El último curso de Primaria tuve a una profesora que aunaba fantasía, ensoñación y amor por la lengua con una dosis de evasión y alta valoración de sí misma. Combinación que, en mi caso, consiguió que saliera de mi letargo de niña que aprende la lección y hace bien los deberes y entrara en el mundo de la imaginación.

            Era una mujer que lucía una rebeca azul de punto con los bordes deshilachados de las mangas como si fuera una prenda de alta costura. Tenía estilo. Su cuerpo flexible se alzaba sobre unos pies que caminaban como si fuera siempre de puntillas. Casi nunca la oíamos llegar, parecía como si levitara. Su risa, en cambio, era desgarrada y estridente.

            No usaba la palmeta, ni pegaba, aunque podía ser cruel en sus comentarios generales, por los que yo nunca me sentía aludida. Fueron escasas las ocasiones en que se enfadó conmigo, mostrando su cara menos amable y más despectiva. Yo me quedaba con lo mejor de ella.

            Una tarde aburrida de bordados y bastidor trajo un tocadiscos y nos puso un vinilo de Salvatore Adamo. Ocurrió una sola vez. Sospecho que a alguna madre aquello no le pareció instructivo y dio la correspondiente queja. Otras veces nos hablaba de películas que había disfrutado en cines de ciudades que visitaba y que nosotras tardaríamos en ver. Las llevarían al pueblo después de que pasaran años de su estreno.

            Cuando llegaba la primavera solía quedarse ensimismada más a menudo. Yo me preguntaba qué estaría pensando. A veces soltaba las manos enlazadas debajo de la barbilla, se levantaba de su sillón, daba la vuelta a la mesa, se apoyaba con ellas en el borde, afianzaba un poco el cuerpo en el tablero, nos miraba con ojos soñadores y nos hablaba del viaje que tenía proyectado hacer ese año y de que solo le faltaba por conocer de España un trocito de la cornisa cantábrica. Daba algunos brochazos de color de los lugares que había visitado: sus bailes, los platos típicos, sus maravillosas iglesias y catedrales, antes de mirar su reloj de pulsera y dar unas palmadas mientras anunciaba la hora del recreo o nos mandaba a casa.

            Ocurría de vez en cuando y era como si estuviera en estado de gracia. Ninguna otra maestra lo hacía ni lo había hecho nunca. Después de unos ejercicios de Lengua que era la asignatura que a ella y a mí nos gustaba, iba a la pizarra, los borraba todos, y, en letra bien grande escribía: Redacción libre. Podíamos aburrirnos, crear, soñar, hacer, en definitiva, lo que nos diera la gana. Éramos libres.

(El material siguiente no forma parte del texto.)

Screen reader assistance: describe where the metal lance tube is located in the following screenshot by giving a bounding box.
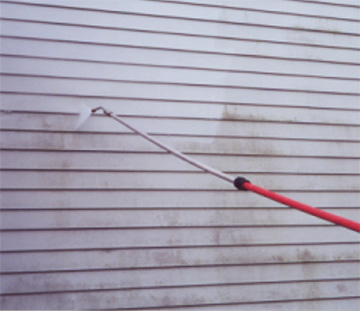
[91,107,360,232]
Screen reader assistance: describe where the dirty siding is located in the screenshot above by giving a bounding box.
[0,0,360,310]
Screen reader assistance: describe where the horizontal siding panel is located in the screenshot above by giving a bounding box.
[1,262,360,294]
[158,0,359,20]
[0,149,360,175]
[2,1,358,36]
[0,131,360,157]
[0,0,360,311]
[1,57,360,93]
[1,75,359,109]
[1,279,359,309]
[1,171,360,192]
[6,0,359,24]
[1,20,360,65]
[1,225,359,251]
[1,207,360,230]
[0,94,360,125]
[1,37,359,79]
[1,112,360,141]
[0,241,360,272]
[0,190,360,208]
[2,1,359,48]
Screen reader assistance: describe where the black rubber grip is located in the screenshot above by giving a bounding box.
[234,176,250,191]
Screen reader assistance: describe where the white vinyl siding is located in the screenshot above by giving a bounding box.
[0,0,360,311]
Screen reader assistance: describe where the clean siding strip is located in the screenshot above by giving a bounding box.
[0,16,360,44]
[0,35,360,66]
[0,72,360,96]
[0,53,360,81]
[2,0,358,22]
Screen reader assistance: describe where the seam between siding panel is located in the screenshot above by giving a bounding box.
[0,90,360,113]
[0,16,360,43]
[0,35,360,66]
[2,0,358,22]
[0,54,360,81]
[0,72,360,96]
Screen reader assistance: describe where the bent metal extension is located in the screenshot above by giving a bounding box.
[76,105,360,232]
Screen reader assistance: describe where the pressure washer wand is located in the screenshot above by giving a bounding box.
[91,106,360,232]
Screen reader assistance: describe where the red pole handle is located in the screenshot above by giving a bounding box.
[234,177,360,232]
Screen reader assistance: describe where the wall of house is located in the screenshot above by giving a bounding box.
[0,0,360,310]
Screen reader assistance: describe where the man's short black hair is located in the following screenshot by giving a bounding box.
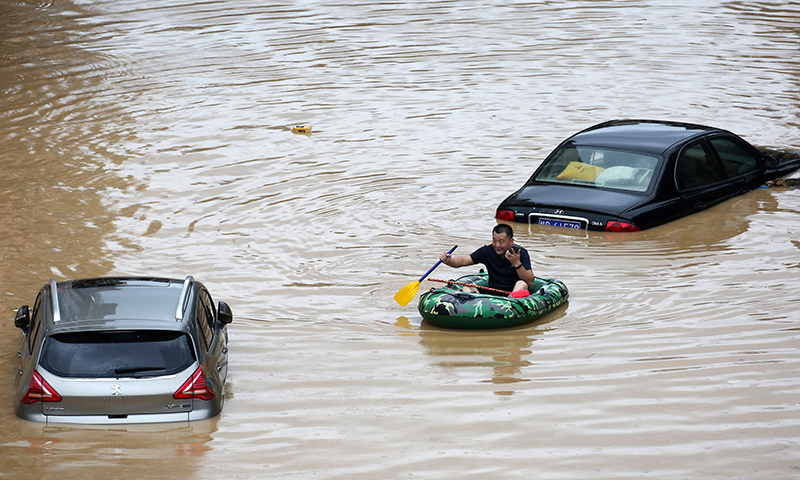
[492,223,514,238]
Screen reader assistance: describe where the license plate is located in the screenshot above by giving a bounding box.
[539,218,581,230]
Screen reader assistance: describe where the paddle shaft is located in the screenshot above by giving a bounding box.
[417,245,458,282]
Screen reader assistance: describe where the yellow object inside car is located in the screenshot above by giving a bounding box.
[556,162,605,181]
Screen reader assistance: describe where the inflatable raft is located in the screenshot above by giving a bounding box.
[417,273,569,330]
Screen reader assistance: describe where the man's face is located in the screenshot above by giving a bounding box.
[492,232,514,255]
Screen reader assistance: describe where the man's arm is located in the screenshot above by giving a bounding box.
[439,253,475,268]
[506,250,536,287]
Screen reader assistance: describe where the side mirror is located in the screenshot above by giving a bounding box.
[14,305,31,328]
[217,302,233,324]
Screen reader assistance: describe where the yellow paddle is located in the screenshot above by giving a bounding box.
[394,245,458,307]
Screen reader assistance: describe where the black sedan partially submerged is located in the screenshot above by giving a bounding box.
[496,120,800,232]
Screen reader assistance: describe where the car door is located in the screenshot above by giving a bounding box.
[197,287,228,396]
[16,289,45,397]
[675,139,740,213]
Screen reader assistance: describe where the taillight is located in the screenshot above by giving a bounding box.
[494,210,514,222]
[606,222,641,232]
[21,370,61,405]
[172,366,214,400]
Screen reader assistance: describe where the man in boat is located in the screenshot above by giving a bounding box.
[439,223,536,293]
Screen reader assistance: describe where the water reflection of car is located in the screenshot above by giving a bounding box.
[495,120,800,232]
[14,277,233,424]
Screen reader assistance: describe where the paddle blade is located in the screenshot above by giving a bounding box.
[394,280,419,307]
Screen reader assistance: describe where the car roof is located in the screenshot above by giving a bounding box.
[566,119,732,155]
[53,277,194,329]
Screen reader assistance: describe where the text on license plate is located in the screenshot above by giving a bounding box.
[539,218,581,230]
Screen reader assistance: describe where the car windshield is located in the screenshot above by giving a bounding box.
[58,279,181,320]
[535,145,658,192]
[39,330,195,378]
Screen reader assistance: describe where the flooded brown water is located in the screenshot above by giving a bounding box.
[0,0,800,480]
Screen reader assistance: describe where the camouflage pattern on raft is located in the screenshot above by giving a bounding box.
[417,273,569,330]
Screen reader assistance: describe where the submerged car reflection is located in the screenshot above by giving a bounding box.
[495,120,800,232]
[14,277,233,424]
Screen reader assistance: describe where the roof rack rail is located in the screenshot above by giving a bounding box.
[175,275,194,322]
[50,278,61,323]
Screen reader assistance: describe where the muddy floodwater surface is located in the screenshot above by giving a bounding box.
[0,0,800,480]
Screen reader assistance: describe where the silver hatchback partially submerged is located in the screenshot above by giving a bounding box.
[14,277,233,424]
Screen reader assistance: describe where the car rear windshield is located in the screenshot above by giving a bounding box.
[39,330,195,378]
[58,278,181,321]
[535,145,658,192]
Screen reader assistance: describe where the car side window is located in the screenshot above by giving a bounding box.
[675,142,726,191]
[197,290,216,350]
[28,292,42,353]
[711,138,759,178]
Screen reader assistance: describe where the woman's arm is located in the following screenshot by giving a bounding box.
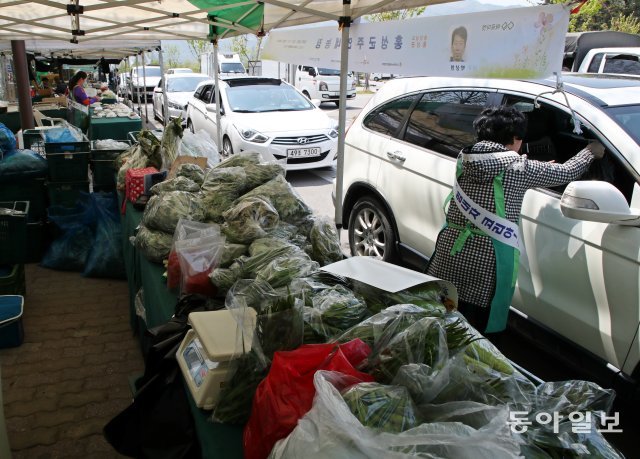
[525,143,604,188]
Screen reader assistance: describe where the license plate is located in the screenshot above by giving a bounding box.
[287,147,320,158]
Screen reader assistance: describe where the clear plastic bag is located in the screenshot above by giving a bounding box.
[175,234,225,297]
[222,197,280,244]
[142,191,205,234]
[269,371,520,459]
[179,129,220,167]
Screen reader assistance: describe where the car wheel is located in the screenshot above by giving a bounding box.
[222,136,233,158]
[349,197,397,262]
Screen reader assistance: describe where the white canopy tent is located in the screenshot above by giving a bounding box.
[0,0,468,228]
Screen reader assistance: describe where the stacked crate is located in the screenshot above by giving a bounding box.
[90,140,131,191]
[44,130,90,207]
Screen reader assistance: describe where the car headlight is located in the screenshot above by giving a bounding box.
[235,126,269,143]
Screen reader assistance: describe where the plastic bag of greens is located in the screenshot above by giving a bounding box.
[82,193,127,279]
[200,163,246,223]
[133,224,173,263]
[40,193,95,271]
[269,371,520,459]
[212,280,302,424]
[256,249,320,288]
[176,163,204,187]
[175,234,225,297]
[167,218,220,289]
[179,129,220,167]
[341,382,419,433]
[309,216,344,266]
[149,176,200,195]
[222,197,279,244]
[142,191,204,234]
[241,175,312,225]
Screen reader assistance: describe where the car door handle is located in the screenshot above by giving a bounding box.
[387,151,407,163]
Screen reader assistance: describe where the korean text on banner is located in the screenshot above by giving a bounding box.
[262,5,569,78]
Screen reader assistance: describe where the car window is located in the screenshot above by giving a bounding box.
[363,94,420,135]
[404,91,489,157]
[505,96,637,203]
[587,53,604,73]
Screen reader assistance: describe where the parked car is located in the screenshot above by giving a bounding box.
[167,67,193,75]
[187,77,338,170]
[153,73,209,123]
[334,74,640,396]
[128,65,162,101]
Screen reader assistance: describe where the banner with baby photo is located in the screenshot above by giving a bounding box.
[262,5,569,78]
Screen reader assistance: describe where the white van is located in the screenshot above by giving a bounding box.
[295,65,356,105]
[200,52,247,78]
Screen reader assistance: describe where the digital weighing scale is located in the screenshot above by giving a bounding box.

            Unos años después de acabar el curso me fui del pueblo. La veía cuando yo regresaba en verano a pasar unos días. Nos saludábamos con las palabras convencionales e insulsas del cómo estás y poco más. Excepto en una ocasión. Una de las dos estaba sentada en la terraza de un bar y la otra se acercó. Creo que fue mi compañero el que le habló de alguno de mis relatos y entonces ella dijo: No guardo ningún escrito. Con la excepción de una carta de un obispo y un cuento tuyo. No supo decirme de qué trataba el cuento, aunque sí que estaba escrito a lápiz y en una hoja de un cuaderno de dos rayas. Ella murió hace unos años. Supongo que el escrito no sobrevivió. Me dejó la afición por la escritura.

14/1/21

ÚLTIMAS TARDES DE ESCUELA

 

                                  

Tomada de la red

 

 Al lado del encerado de mi clase, había un globo terráqueo que mi maestra giraba con la mano, durante las tardes de calor, poco antes de las vacaciones estivales. Señalaba con el dedo índice algún lugar del mundo mientras evocaba su último viaje de verano. Yo bordaba una sábana de su ajuar con interminables ramilletes de flores, bodoques, y filtiré. Mientras la aguja perforaba la tensión de la tela en el bastidor, arriba y abajo, arriba y abajo, me unía a su evocación, y la escuela, los pupitres y los bancos de bordar, se convertían en una cocina de Islandia, en unos jardines de París, en un salón de Austria o en un canal de Venecia. Dos minutos antes de acabar la clase, ella siempre volvía a Medina Azahara, a sus fuentes, a sus arcos, a sus colores y a su luz. Y yo con ella.